Disruptive or not, digital health has to address systemic problems

By Neil Versel

Neil_Versel_LargeSpeakers didn't pull many punches on the first day of the 10th annual Healthcare Unbound conference in Aurora, Colorado, Thursday, nor did they always agree, either.

"Go forth and disrupt. Go forth and disrupt patient care," instructed health IT consultant Vince Kuraitis, principal and founder of Boise, Idaho-based Better Health Technologies, and a member of the conference advisory board. That was at 8:30 a.m.

By mid-afternoon, the audience at the University of Colorado Anschutz Medical Campus heard this from Shahid Shah, CEO of Silver Spring, Maryland-based Netspective, another IT consultancy: "Nothing you do is going to disrupt healthcare." That is because healthcare is an industry responsible for one-sixth of the U.S. economy. Even $1 billion in improvement is not disruptive to that, Shah said.

However, addressing even a small slice of a $2.8 trillion market can be worthwhile. "Find your tiny, little niche segment of healthcare and do what you do really well," Shah advised. A personal health record, for example, will not work for everybody, but it might work for a population of newly diagnosed cancer patients.

Neal Sofian, director of member engagement at Premera Blue Cross in Seattle, poured cold water on the strategy, popular among payers and large employers, of offering financial incentives to get patients to assess their own health risks, because patients frankly don't care much about such risks. "I think health risk appraisals are absolute crap," Sofian said rather bluntly. "We have beaten the risk horse dead, mercilessly."

Sofian further wondered aloud, "What if Starbucks had to pay you $20 to drink their coffee?"

"Start thinking about what's important in terms of the data we collect," Sofian advised. "It's not about health. It's about risk." And the assumption – an incorrect one, in Sofian's opinion – is that people will act if they are given enough information about risks for their own health.

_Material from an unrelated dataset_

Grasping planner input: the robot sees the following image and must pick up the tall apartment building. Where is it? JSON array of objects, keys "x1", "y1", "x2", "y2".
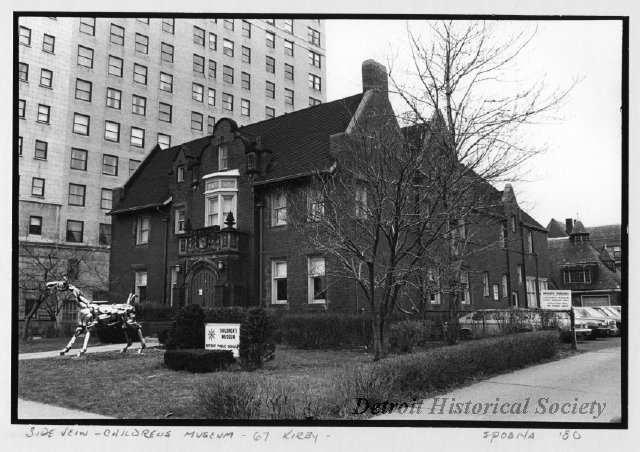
[{"x1": 16, "y1": 16, "x2": 326, "y2": 322}]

"No," Sofian said. "It ain't dog food if the dog don't eat it."

In other words, people actually don't pay attention to risk, yet the healthcare industry keeps trying to apply "a medical model" to health, according to Sofian. "People don't care about their health. Why do we keep telling them to care about their health?" Sofian wondered. "What people want to do is lead their lives."

And what motivates them to make healthy choices are life events. "I just finished losing 15 pounds," Sofian said. "Why? Because next week I turn 60."

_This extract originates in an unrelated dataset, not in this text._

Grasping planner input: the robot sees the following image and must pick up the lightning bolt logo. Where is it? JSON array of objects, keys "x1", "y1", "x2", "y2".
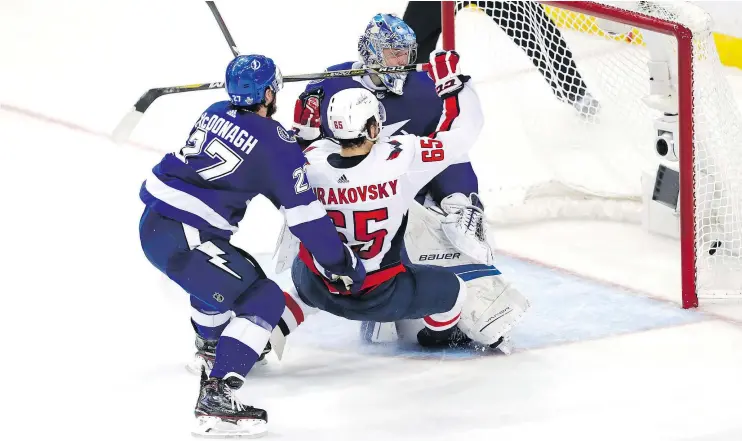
[{"x1": 196, "y1": 242, "x2": 242, "y2": 280}]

Think not about risk and disease but purpose and energy, Sofian advised. To this end, Premera has created a new app called Juice, in conjunction with Mindbloom, a Seattle-based developer of apps aimed at improving the quality of people's lives. Juice helps users find correlations between habits and their energy level and encourages adoption of healthy habits.

On the provider side, Dr. Mark Blatt, worldwide medical sales director for Intel, told his fellow physicians to stop asking for technology that fits into their current workflows. "Pardon me, your current workflow sucks. I don't want to enable it," Blatt said.

"Marcus Welby is dead. I became a doctor because I wanted to be Marcus Welby," Blatt added.

Healthcare is a bubble because of runaway costs, according to Blatt, yet so many industry players want to keep on providing a substandard, expensive product. "It's unaffordable," he said. "If you can't afford it, why would anybody make it?"